As part of the deal, the Palo Alto, Calif.-based computer and printer maker will be jointly selling Jabber on its existing Linux-based and HP-UX platforms as well as any system bundled with Microsoft Windows 2000 and 2003 Enterprise Server edition, which HP co-developed with Jabber. The companies say their first versions should debut beginning this summer.

Jabber’s commercial product and its open source counterpart, Jabber.org, are based on the eXtensible Messaging and Presence Protocol (XMPP) , which ensures that all XMPP-compliant solutions can interoperate. XMPP achieved IETF (Internet Engineering Task Force) Working Group status in October 2002 and is quickly moving towards full ratification. IM guru Jeremie Miller started the Jabber project in early 1998.

“HP’s agreement to co-develop, sell, and service the Jabber platform within global accounts speaks to the gathering momentum behind Jabber and XMPP as the underlying architectures that will drive the adoption of a broad range of presence-enabled applications, beginning — not ending — with IM.” Jabber president and CEO Rob Balgley said in a statement.

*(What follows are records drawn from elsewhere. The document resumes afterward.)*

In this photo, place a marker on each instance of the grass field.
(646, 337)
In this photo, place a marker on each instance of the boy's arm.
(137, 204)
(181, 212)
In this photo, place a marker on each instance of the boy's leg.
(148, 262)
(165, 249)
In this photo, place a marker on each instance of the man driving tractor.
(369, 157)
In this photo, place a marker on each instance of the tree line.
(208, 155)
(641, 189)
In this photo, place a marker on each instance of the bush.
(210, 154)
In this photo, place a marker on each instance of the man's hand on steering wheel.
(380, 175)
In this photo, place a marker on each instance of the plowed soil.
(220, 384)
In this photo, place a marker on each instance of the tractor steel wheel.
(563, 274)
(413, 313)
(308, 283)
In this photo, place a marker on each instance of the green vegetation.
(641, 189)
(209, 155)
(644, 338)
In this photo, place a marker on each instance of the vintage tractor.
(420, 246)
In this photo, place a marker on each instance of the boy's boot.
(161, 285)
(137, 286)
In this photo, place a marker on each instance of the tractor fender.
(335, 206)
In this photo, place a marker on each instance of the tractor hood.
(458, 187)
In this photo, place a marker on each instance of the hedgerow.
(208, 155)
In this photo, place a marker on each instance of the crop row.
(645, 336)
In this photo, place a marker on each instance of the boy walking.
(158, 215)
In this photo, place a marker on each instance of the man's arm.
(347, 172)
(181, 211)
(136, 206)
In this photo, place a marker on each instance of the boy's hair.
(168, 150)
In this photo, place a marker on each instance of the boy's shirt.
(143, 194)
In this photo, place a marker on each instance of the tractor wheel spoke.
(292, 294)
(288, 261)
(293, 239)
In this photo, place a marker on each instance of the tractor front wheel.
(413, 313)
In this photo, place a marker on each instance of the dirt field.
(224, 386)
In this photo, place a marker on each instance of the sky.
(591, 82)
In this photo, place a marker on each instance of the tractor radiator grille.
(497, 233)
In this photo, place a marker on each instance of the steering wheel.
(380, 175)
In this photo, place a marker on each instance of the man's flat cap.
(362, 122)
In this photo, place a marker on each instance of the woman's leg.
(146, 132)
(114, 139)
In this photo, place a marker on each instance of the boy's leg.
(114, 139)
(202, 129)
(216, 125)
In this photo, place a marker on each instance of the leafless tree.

Along with joint development and resale of the Jabber’s commercial server, HP said it will also offer service and customization the IM play’s open and extensible XML-based enterprise messaging architecture.

The partnership certainly adds fuel to the IM fire since Jabber is compatible with Microsoft , AOL and Yahoo! . The competition is fierce, with upwards of 77 million Americans using an online instant messaging system last month.

But unlike the big three’s commercial products, Jabber focuses on messaging for businesses and service providers. It also offers custom programming, installation, and integration services. The company’s investors include France Telecom , Intel Capital , Webb Interactive Services , AT&T , BellSouth . Currently, Jabber boasts more than 3 million commercial seat licenses.

Jabber and HP say they can help expand the way companies look at IM. Free IM services will be found in 70 percent of enterprises by 2003. And while “free” is convenient and popular, analysts with Gartner suggest that there are serious security flaws in resting solely on public IM.

“Industry drive toward adoption of a common IM and presence protocol is being fueled through vendor alliances,” said Gartner Research Director Maurene Caplan Grey.

Jabber has also managed to score similar compatibility deals with No. 2 software maker Oracle and Delphi Forums message board architect Prospero Technologies.